Ayer fue arrestado Jaime Rodríguez, el exgobernador independiente de Nuevo León, lo cual no debe sorprender a nadie ya que su sucesor en el cargo, Samuel García, es precisamente el que presentó una denuncia en 2018, cuando era senador por MC, en la que acusó a más de 500 funcionarios de Nuevo León de desviar recursos públicos para recolectar las firmas necesarias para que Rodríguez pudiera ser candidato independiente a la Presidencia. En 2019 García amplió su denuncia ante la Fiscalía Anticorrupción de Nuevo León, acusando al entonces gobernador y su gabinete de peculado, daño al patrimonio del estado y colusión.

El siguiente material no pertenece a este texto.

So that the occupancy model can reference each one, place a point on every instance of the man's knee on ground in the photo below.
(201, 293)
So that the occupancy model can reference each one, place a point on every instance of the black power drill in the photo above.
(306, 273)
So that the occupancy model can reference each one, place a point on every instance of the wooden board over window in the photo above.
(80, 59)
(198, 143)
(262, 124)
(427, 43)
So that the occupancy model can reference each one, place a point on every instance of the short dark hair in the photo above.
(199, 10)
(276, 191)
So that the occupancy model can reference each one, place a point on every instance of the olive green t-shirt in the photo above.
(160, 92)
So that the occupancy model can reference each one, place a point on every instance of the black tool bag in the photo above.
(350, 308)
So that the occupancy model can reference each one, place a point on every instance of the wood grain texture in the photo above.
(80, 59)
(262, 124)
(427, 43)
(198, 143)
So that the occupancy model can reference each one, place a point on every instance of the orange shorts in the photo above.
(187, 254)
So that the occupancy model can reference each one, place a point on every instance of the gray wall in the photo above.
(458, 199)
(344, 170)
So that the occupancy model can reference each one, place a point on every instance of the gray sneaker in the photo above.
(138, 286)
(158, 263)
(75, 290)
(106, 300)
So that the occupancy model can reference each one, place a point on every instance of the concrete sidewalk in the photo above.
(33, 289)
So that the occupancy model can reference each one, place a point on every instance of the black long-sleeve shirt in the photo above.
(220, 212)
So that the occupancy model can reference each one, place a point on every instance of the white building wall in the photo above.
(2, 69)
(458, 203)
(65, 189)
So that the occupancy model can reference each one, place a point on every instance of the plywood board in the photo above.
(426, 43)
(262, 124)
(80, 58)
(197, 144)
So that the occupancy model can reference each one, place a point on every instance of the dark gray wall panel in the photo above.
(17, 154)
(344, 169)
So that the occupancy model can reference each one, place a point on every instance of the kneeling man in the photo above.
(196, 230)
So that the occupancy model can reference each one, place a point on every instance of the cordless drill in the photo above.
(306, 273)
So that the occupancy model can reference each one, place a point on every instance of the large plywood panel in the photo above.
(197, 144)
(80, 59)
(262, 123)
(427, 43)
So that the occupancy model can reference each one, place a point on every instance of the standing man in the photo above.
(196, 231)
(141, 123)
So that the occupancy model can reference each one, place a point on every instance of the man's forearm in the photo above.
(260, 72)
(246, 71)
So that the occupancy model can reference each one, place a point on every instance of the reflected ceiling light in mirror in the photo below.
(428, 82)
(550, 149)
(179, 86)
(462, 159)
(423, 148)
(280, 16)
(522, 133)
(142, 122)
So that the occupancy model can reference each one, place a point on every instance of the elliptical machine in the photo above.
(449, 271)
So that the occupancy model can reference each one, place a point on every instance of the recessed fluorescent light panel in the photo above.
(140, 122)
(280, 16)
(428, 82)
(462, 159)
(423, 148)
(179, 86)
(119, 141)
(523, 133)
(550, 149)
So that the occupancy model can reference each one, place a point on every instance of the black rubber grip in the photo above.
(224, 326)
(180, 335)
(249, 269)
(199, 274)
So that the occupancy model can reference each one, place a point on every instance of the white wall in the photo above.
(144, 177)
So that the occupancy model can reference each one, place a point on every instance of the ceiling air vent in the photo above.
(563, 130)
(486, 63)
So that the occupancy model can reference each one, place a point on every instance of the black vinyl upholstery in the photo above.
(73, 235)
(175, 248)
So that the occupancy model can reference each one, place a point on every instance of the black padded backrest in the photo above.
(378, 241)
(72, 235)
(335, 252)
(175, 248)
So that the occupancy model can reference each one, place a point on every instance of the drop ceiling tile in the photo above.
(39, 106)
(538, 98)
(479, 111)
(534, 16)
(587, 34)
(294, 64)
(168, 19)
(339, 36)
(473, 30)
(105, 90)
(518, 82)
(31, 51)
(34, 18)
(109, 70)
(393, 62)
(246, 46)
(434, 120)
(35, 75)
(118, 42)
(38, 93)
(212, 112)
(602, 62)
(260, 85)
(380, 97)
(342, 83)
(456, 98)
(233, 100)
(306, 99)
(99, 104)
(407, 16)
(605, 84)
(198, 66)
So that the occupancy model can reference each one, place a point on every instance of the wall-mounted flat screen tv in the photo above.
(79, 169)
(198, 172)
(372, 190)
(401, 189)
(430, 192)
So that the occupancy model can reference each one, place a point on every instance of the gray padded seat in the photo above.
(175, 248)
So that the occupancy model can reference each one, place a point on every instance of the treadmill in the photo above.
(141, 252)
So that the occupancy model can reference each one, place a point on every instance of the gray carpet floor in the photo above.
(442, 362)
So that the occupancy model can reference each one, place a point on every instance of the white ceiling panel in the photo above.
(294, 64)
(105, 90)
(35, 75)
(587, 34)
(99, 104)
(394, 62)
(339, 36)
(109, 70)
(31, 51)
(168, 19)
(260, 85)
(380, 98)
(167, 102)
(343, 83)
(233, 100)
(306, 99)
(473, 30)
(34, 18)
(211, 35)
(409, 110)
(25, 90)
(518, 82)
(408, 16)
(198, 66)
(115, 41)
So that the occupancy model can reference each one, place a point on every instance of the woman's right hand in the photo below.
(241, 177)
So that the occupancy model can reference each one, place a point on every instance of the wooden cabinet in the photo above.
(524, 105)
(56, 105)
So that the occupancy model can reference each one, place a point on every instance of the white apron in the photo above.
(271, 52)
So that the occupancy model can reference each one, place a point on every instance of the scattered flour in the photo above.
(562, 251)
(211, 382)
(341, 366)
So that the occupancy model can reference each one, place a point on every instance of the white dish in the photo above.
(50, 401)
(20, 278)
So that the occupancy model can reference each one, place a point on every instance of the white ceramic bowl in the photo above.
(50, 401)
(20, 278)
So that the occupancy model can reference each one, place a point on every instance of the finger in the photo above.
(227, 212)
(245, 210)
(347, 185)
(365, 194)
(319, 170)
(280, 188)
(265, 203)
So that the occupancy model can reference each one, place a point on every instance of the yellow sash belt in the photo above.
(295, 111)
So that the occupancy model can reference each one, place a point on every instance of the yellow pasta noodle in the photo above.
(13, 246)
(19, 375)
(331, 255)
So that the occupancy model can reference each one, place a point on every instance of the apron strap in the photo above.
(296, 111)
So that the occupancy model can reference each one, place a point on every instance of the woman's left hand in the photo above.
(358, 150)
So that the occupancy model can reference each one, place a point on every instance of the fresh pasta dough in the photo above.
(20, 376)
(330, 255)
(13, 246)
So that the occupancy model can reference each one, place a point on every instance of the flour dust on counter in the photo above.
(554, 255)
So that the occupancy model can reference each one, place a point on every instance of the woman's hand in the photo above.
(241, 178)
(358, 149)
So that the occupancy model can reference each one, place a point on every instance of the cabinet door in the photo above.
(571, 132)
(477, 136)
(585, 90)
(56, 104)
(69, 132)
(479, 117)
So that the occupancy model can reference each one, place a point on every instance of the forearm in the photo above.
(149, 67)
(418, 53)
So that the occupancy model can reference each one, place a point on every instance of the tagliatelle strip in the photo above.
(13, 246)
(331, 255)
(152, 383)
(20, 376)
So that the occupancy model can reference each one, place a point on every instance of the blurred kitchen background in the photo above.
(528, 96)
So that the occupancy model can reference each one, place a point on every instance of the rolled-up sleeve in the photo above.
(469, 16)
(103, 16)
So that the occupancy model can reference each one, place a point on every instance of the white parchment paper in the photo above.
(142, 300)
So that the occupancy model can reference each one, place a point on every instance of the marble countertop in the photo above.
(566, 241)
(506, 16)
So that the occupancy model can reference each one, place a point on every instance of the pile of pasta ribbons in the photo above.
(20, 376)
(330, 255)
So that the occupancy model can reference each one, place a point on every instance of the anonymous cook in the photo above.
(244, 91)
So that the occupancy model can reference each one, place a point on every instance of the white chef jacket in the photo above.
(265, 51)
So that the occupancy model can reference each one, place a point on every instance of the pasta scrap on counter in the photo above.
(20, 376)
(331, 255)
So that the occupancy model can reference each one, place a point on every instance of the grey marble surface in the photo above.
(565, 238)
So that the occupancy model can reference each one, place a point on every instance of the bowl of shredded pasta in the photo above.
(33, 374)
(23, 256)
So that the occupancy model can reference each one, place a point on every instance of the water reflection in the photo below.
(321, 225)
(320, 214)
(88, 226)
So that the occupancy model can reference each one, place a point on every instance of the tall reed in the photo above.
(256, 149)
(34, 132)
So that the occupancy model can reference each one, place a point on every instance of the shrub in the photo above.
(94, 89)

También ayer, mediante un mensaje que difundió a través de su cuenta de Twitter @samuel_garcias, el gobernador anota que “Ser incorruptibles empieza por no robar, por castigar a los que robaron y desviaron el dinero de Nuevo León a sus campañas. Y aquí ya empezamos”. Su tuit viene acompañado de un video en donde se le ve diciendo: “El que la hizo la paga, quien robó o desvió recursos públicos a sus amigos, a sus sobrinos, a sus favoritos o a campañas, va a ir a la cárcel. Quien robó o desvió dinero público a los Corleones, a los favoritos, a los sobrinos y a sus amigos o a sus campañas van a ir a la cárcel porque ya basta de que jueguen y saqueen a nuestro estado”.
Pero ¿es en serio eso de quien la hace la paga?
Porque en la historia contemporánea de nuestro país es más que evidente que muy pocos pagan por las que hacen. Es más, muchos de los que pasaron años en la cárcel por supuestamente haberla hecho finalmente fueron exonerados.
Por ejemplo, de 2013 a 2019 el exgobernador priista de Tabasco, Andrés Granier, estuvo privado de su libertad después de que el gobierno de su sucesor perredista, el expriista Arturo Núñez, lo acusara de peculado. En mayo de 2019 un juez lo exoneró de todos los delitos que se le imputaban.
Lo mismo le ocurrió a Raúl Salinas de Gortari, hermano del expresidente Carlos Salinas, quien fue acusado de homicidio, enriquecimiento inexplicable, peculado y otros delitos y arrestado por órdenes del sucesor de éste, Ernesto Zedillo, en febrero de 1995. En 2005 recuperó su libertad después de ser absuelto por un tribunal y con el tiempo fue exonerado de todas las acusaciones en su contra.
Claro que hay casos en donde un exfuncionario se va a la cárcel después de confesarse culpable, como es el del exgobernador priista de Veracruz, Javier Duarte, quien fue capturado en abril de 2017 después de haberse fugado en octubre del año anterior. En septiembre de 2017 fue condenado a nueve años de cárcel tras declararse culpable de asociación delictuosa y lavado de dinero. Podría haberse ido más años a prisión, pero la FGR reclasificó el delito de delincuencia organizada –por el que originalmente había sido acusado– por el de asociación delictuosa, de menor gravedad.
Irónicamente, está el caso de Rodrigo Medina, el gobernador priista que antecedió a Rodríguez en el cargo y fue arrestado el 26 de enero de 2017 por órdenes de éste luego de ser acusado de peculado, delitos patrimoniales, ejercicio indebido del servicio público y abuso de funciones. Pasó 17 horas en la cárcel y fue exonerado en 2018.
¿Cómo será el futuro de Rodríguez? ¿Similar al de Duarte o al de Medina? El tiempo nos lo dirá.